Anadili eğitiminin önündeki yasal engel olan Anayasa’nın 42. Maddesi hâlâ kaldırılmadı.

“Anayasa Madde 42: Türkçeden başka hiçbir dil, eğitim ve öğretim kurumlarında Türk vatandaşlarına ana dilleri olarak okutulamaz ve öğretilemez. Eğitim ve öğretim kurumlarında okutulacak yabancı diller ile yabancı dille eğitim ve öğretim yapan okulların tâbi olacağı esaslar kanunla düzenlenir. Milletlerarası anlaşma hükümleri saklıdır.”

İngilizcenin yaygın bir biçimde eğitim dili olarak kullanıldığı çok sayıda okul varken, bu maddenin ülkenin asli unsurlarının anadilini yasaklıyor olmasının politik bir tutum olduğu anlaşılıyor elbette. 

Türkiye’de okul çağına gelen çok sayıda Kürt çocuk, zihinsel engelli olduğu gerekçesiyle rehabilitasyon merkezlerine gönderildi ve engelli raporu verilerek tedavi altına alındı. Oysa çocukların tek sorunu Türkçe bilmemeleriydi. Çocuklar, haklarını korumakla yükümlü olan devlet tarafından, anadillerini konuştukları için cezalandırılarak hak ihlaline maruz bırakılmış oldu.  

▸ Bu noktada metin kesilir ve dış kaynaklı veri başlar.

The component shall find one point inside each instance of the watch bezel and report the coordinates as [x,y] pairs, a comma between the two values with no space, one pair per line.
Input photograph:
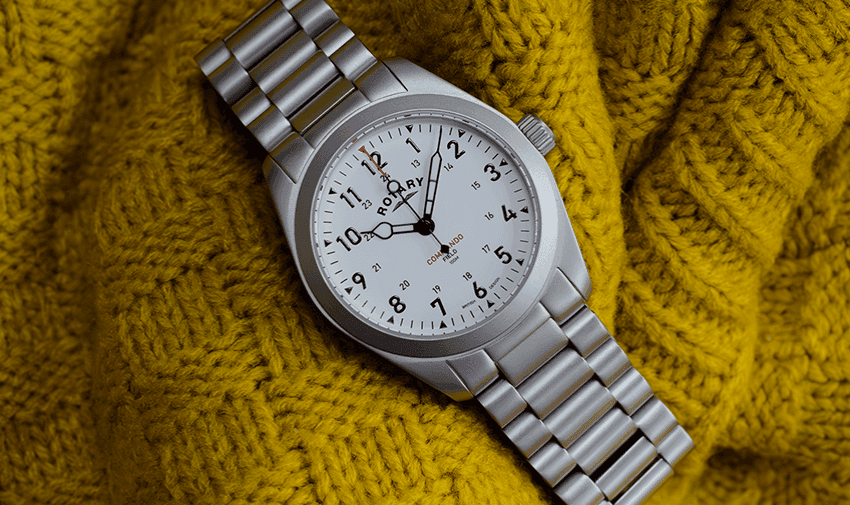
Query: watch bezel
[539,178]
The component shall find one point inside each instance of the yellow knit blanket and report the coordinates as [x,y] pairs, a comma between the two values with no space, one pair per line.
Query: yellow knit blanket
[156,345]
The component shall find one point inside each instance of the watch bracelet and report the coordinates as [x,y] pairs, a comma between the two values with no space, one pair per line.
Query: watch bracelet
[570,400]
[563,392]
[290,73]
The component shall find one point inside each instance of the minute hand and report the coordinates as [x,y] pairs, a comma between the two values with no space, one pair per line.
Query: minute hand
[433,179]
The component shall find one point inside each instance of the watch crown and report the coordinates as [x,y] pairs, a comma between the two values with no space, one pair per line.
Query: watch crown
[537,132]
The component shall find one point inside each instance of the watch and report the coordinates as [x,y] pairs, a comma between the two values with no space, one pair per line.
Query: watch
[428,227]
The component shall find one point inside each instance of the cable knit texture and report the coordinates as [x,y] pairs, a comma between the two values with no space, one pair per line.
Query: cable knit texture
[156,344]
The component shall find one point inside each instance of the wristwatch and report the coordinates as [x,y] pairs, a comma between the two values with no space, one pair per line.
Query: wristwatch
[428,227]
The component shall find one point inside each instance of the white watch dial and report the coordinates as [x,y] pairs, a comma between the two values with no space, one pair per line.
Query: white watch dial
[424,225]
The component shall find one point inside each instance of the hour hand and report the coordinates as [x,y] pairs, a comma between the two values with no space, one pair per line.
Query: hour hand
[385,230]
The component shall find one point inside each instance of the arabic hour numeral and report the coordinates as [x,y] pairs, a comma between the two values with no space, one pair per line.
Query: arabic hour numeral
[412,144]
[438,303]
[344,196]
[507,213]
[397,305]
[505,256]
[458,152]
[352,235]
[492,170]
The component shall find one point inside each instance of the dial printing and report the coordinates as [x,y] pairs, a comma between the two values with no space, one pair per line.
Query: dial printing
[423,225]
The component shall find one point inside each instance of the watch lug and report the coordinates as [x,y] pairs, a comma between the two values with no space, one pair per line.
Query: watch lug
[434,371]
[284,194]
[572,262]
[417,80]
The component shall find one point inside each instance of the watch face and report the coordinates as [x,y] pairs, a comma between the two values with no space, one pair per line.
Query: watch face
[424,225]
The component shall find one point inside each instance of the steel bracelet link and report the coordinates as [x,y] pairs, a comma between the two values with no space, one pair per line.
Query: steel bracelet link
[288,67]
[587,421]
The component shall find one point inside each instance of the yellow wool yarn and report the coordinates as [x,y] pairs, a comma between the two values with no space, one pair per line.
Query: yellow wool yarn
[156,345]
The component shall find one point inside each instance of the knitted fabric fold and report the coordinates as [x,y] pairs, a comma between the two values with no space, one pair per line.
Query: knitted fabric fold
[156,343]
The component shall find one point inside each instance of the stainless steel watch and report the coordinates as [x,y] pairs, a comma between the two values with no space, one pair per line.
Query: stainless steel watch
[428,227]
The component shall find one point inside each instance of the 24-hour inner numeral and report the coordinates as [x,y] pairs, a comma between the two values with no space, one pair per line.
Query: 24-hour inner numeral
[351,192]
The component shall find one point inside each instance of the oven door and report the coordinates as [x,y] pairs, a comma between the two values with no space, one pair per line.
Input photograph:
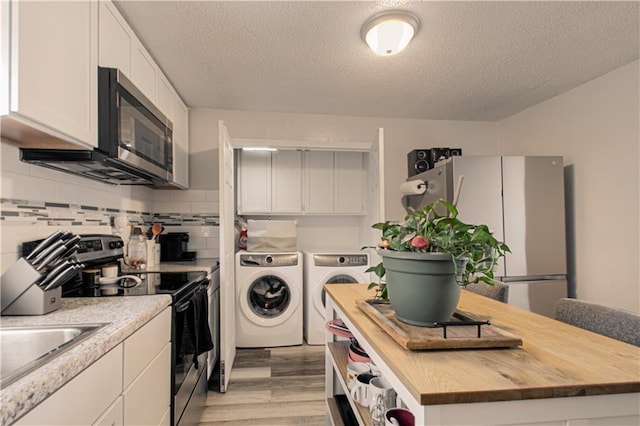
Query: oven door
[189,377]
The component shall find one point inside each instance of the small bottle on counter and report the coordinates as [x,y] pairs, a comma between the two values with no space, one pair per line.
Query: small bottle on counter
[137,250]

Türkiye’de konuşulan birçok dil, UNESCO’nun Dünya Tehlike Altındaki Diller Atlası’nda yer alıyor. Romanes, Domari, Lazca bu dillerden bazıları. Ve her bir dille birlikte koca bir kültür de yok oluyor. 

Dünyada çok sayıda ülke, eğitimde anadili uygulamasını yerleştirmiş durumda. İsveç, İsrail, Almanya, İsviçre, Fransa, Belçika, Güney Afrika, Bolivya, Çin, Hindistan, Hollanda, ABD, Kanada ve İspanya farklı biçimlerde çok dilli ya da çift dilli eğitim uygulamalarını sorunsuz biçimde sürdürüyor. 

Zorunlu Din Dersleri

Anadilinin eğitim dili olarak kabul edilmemesinin yanı sıra, zorunlu din dersleri de çocuk haklarını ihlal eden bir uygulama. 

Din dersleri, 1982 Anayasası’yla zorunlu hale getirildi ve Müslüman Sünni öğretisine dayanan zorunlu din dersleri, inanç özgürlüğüne tamamen aykırı olarak uygulanmaya devam ediyor. 

90’lardan bu yana Aleviler zorunlu din derslerine karşı, Türkiye’de iç hukuk yollarından sonuç alamayarak Avrupa İnsan Hakları Mahkemesi’ne başvuruyor.

AİHM’e taşınan ilk dava 2004 yılında kızının zorunlu din dersinden muaf tutulması için Alevi bir yurttaş tarafından açıldı. 2007 yılında sonuçlanan AİHM kararında, “Din dersinin nesnel, çoğulcu ve eleştirel olmadığı, farklı dinler ya da inanışlara ilişkin yeterli bilgi içermediği ve bu nedenle zorunlu tutulamayacağı” belirtiliyordu.

2005 yılında 1905 kişi adına açılan bir davada yine iç hukuk yolları tüketilerek 2010 yılında AİHM’e taşındı. 2014 yılında verdiği kararla AİHM Türkiye’yi bir kez daha haksız bularak, yine din dersinin zorunlu tutulamayacağına hükmetti. 

Bütün bu kararların ardından Türkiye, zorunlu din derslerini kaldırmak yerine, içeriğine Sünnilik dışındaki inançlara dair de bilgiler ekleyerek sürdürdü. Tabii ki Sünni bakış açısına göre eklenen bilgiler, diğer inanç mensupları tarafından eleştirildi.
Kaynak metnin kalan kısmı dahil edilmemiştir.